Wir fordern: Die Auslobung eines öffentlichen Wettbewerbs nach RPW für einen Erweiterungsneubau der Kunstakademie Düsseldorf. Eine Darlegung des Bedarfs, des Raumprogramms sowie die unbedingte Berücksichtigung der bestehenden Substanz sowie der legitimierten Entwürfe des Blaugrünen Rings müssen dabei insbesondere Bestandteile der Auslobung sein.

Der Beitrag von Architekturschaffenden zur (gebauten) Umwelt und Gesellschaft ist immens. Die Herausforderungen an das Planen und Bauen sind es ebenfalls: Entwürfe und daraus entstehende Gebäude werden nicht nur an den offensichtlichen Kriterien wie Gestalt, äußere Wirkung und Funktionalität gemessen, sondern auch an zahlreichen inneren Qualitäten wie bspw. dem Umgang mit Ressourcen (Boden, Baumaterialien, Energie, …). Gerade im Falle der Kunstakademie gibt es darüber hinaus Kriterien, die sich einer einfachen Messbarkeit entziehen – bspw. die nationale und internationale Strahlkraft. Die Wettbewerbe zur Erweiterung der Kunstakademie München (gewonnen von COOP HIMMEL(B)LAU) und für den Neubau von Teilen der Cooper Union for the Advancement of Sciene and Art in New York (gewonnen von Morphosis) zeigen, wie ein internationaler Wettbewerb Aufmerksamkeit im positiven Sinne auf eine Akademie und ‚ihre‘ Stadt ziehen kann.

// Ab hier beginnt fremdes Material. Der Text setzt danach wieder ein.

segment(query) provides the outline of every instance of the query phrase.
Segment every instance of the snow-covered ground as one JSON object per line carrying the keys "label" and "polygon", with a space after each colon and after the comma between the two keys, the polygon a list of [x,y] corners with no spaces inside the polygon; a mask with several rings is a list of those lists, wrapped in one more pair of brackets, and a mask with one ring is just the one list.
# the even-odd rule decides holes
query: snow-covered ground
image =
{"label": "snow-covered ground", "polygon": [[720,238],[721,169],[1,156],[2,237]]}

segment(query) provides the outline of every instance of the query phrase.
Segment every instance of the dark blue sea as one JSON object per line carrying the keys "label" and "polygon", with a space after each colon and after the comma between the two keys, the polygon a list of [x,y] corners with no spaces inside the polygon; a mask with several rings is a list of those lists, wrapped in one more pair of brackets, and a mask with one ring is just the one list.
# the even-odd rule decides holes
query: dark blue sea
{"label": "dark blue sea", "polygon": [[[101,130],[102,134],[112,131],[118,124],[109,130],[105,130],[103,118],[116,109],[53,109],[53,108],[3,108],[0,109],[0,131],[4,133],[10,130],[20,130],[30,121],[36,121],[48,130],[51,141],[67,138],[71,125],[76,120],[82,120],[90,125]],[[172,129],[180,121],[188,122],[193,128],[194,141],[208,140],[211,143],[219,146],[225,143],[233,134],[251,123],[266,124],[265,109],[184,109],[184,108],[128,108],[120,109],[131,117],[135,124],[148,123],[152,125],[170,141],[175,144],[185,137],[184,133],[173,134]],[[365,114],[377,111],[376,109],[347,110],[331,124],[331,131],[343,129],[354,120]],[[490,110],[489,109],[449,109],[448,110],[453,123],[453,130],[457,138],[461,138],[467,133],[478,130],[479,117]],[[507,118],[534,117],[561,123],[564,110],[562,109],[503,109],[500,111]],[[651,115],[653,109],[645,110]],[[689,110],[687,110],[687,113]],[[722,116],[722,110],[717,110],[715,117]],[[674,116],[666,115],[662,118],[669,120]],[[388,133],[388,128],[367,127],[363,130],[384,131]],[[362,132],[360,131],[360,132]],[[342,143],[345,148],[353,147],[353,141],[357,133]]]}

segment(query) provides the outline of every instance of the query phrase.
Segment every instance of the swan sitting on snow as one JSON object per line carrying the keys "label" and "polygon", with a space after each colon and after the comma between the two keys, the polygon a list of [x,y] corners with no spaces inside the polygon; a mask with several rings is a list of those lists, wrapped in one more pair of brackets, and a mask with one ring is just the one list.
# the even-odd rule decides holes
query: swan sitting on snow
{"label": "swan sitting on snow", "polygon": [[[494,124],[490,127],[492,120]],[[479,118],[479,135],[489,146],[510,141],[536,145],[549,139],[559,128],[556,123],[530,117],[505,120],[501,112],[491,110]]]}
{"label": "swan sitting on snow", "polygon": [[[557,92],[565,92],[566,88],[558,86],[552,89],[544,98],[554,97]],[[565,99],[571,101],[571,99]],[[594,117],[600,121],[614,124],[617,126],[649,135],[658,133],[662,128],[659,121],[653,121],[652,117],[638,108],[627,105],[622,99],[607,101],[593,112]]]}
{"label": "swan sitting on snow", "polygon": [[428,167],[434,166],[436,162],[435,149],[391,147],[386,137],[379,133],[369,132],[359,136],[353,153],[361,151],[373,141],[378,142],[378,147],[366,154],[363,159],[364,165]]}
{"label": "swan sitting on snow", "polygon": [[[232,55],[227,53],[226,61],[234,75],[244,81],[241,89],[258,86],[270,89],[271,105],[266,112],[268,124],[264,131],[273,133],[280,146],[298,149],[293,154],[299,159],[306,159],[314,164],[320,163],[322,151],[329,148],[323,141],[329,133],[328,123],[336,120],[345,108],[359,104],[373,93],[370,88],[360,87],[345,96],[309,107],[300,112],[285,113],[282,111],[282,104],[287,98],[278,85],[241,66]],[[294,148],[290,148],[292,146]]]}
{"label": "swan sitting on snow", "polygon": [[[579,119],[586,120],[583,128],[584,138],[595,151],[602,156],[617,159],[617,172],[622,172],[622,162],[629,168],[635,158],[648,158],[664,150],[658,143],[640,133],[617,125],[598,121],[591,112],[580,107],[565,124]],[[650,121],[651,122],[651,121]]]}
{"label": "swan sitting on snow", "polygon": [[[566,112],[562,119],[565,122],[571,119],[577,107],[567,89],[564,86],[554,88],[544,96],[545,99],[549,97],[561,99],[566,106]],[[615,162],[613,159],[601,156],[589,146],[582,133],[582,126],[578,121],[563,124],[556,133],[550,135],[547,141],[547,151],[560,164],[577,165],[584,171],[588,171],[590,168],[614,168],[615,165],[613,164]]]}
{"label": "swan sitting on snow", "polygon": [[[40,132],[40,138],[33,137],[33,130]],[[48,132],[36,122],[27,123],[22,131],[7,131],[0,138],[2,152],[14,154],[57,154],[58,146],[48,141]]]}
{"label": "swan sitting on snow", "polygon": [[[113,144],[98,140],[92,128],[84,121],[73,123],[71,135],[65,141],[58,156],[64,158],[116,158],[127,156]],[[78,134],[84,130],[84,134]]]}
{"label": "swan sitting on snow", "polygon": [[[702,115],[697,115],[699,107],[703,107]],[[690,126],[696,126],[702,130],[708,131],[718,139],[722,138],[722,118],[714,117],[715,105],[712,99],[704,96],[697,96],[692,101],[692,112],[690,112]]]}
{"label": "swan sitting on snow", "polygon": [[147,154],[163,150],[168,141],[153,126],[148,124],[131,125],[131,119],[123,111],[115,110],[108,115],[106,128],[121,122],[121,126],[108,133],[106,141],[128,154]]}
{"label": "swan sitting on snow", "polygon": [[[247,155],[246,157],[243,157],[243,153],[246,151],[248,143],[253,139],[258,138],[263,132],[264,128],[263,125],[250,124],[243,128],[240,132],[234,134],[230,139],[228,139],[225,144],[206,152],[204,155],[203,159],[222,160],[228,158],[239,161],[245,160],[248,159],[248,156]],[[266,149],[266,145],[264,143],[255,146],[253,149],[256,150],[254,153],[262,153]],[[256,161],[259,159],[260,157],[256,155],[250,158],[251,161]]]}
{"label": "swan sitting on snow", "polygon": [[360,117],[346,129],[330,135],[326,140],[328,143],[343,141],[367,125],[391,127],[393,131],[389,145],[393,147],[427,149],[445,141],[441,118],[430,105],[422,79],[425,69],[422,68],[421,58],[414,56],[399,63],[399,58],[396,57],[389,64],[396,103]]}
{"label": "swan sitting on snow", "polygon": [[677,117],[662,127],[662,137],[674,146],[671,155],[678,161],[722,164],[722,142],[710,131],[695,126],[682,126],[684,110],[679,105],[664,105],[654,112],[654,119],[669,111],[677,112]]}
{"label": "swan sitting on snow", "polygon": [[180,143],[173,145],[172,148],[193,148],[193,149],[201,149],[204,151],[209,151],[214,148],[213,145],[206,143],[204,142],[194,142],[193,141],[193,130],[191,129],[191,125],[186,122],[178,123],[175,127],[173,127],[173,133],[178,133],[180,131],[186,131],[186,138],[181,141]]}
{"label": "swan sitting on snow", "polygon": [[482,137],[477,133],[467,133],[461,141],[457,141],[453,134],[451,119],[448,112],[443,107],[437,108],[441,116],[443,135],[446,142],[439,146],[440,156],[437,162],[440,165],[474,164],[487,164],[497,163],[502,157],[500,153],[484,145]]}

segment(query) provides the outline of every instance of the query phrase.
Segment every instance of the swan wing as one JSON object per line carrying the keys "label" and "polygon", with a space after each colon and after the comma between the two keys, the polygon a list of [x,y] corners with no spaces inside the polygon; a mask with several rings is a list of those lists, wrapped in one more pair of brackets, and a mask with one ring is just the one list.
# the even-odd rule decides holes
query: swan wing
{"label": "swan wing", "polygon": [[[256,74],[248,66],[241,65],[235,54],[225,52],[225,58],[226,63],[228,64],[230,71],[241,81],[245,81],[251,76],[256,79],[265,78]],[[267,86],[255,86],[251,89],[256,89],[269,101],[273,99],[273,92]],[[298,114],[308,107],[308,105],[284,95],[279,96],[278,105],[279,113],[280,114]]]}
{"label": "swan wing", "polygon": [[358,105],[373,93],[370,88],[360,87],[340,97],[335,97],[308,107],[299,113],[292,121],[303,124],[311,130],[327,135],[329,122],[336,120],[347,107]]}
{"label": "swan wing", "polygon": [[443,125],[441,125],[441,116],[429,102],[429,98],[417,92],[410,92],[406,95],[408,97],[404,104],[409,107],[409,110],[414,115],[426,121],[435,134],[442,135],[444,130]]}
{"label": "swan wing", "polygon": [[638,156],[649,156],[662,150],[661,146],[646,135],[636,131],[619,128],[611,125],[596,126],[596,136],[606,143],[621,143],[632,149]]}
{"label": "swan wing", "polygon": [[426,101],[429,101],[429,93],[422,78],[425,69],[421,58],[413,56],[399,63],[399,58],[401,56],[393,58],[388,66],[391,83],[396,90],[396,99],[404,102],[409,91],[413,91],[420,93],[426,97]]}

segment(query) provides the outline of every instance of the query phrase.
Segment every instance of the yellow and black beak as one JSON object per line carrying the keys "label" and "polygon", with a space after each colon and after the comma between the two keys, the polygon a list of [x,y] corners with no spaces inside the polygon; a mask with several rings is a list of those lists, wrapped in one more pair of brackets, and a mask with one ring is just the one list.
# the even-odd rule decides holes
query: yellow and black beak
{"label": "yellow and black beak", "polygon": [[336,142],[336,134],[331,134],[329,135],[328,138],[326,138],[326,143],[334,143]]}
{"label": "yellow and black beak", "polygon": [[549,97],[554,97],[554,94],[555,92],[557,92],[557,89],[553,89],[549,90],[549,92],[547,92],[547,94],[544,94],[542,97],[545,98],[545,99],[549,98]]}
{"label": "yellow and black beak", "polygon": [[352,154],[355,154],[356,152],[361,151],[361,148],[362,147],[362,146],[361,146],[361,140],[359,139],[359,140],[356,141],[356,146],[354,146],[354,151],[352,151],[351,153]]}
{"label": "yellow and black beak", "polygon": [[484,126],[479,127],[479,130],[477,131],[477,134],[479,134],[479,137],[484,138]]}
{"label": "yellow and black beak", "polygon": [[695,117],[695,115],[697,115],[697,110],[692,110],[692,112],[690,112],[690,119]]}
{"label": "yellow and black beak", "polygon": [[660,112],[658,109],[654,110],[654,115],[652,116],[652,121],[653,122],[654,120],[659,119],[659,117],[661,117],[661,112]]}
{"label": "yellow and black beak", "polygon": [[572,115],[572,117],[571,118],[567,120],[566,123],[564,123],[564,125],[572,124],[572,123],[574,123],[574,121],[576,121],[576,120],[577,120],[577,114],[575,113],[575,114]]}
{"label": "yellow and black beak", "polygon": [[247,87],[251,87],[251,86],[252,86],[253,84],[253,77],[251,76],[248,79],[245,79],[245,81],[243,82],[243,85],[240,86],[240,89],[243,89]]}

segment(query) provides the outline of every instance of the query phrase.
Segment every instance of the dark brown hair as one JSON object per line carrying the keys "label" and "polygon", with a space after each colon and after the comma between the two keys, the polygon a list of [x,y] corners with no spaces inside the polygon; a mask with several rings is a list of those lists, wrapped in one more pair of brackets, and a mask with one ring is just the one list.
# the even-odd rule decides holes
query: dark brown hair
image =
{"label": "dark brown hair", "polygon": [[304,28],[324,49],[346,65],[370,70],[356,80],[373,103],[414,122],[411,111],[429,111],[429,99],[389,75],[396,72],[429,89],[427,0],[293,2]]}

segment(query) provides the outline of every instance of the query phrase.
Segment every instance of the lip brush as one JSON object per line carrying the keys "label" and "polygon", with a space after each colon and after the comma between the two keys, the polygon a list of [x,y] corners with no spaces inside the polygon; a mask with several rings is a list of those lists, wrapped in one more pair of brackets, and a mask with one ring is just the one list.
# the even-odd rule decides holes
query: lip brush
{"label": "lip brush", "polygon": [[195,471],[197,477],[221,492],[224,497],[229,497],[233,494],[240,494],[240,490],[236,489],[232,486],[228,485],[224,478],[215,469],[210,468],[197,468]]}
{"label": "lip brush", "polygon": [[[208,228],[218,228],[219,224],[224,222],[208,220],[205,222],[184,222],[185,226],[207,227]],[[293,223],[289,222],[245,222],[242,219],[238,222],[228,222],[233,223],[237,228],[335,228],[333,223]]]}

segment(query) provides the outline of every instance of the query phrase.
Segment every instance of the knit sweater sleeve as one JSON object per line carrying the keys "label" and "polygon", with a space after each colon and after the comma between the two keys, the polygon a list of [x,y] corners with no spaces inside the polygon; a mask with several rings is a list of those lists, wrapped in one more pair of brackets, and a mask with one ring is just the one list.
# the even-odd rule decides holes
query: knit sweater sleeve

Die oben dargestellten Herausforderungen sind zu groß, als dass sie – wie im vorliegenden Fall – ausschließlich auf der Basis eines einzigen Entwurfs angegangen werden können. In der Auslobung eines Wettbewerbs können qualitätssichernde Vorgaben gemacht werden – beispielsweise bezüglich des Umgangs mit der denkmalgeschützten Substanz, der internationalen Bedeutung der Kunstakademie sowie der Berücksichtigung der besonderen räumlichen Gegebenheiten.

Wir appellieren an Sie:

Achten Sie die Planungshoheit der Stadt Düsseldorf und machen Sie den Weg frei für einen Wettbewerb, lassen Sie uns gemeinsam an der städtebaulichen Entwicklung unserer Stadt Düsseldorf arbeiten. Lassen Sie es nicht zu, dass die Kompetenzen der Stadt Düsseldorf in Bezug auf ihre städtebauliche Entwicklung beschnitten werden. Schaffen Sie keinen Präzedenzfall! Verzichten Sie nicht auf die Chance, die in der Auslobung eines internationalen Wettbewerbs liegt!